O histórico recente do Banco Master contribuiu para ampliar a dimensão do caso. Em setembro, o Banco Central vetou a venda da instituição ao BRB, alegando falta de documentos que comprovassem a viabilidade econômico-financeira da operação. Já em novembro, o BC decidiu pela liquidação do banco, apontando grave crise de liquidez e violações às normas do sistema financeiro nacional.

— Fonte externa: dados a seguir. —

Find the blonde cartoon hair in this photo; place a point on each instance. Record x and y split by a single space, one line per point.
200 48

O proprietário do Master, Daniel Vorcaro, chegou a ser preso pela Polícia Federal durante a Operação Compliance Zero, que investiga a emissão de títulos de crédito falsos. Ele foi solto no fim de novembro por decisão do Tribunal Regional Federal, passando a cumprir medidas cautelares com uso de tornozeleira eletrônica.

Entre a legalidade e a confiança institucional

O caso expõe uma zona delicada onde se cruzam decisões judiciais, interesses financeiros e pressões internacionais. Mais do que esclarecer reuniões ou versões, o episódio lança luz sobre a importância da transparência e da confiança nas instituições, especialmente quando nomes centrais da República passam a ser diretamente impactados por mecanismos legais externos. Em um cenário de polarização e desconfiança, cada gesto institucional carrega peso, e o modo como esses fatos são conduzidos pode fortalecer ou fragilizar, ainda mais, a credibilidade do sistema democrático brasileiro.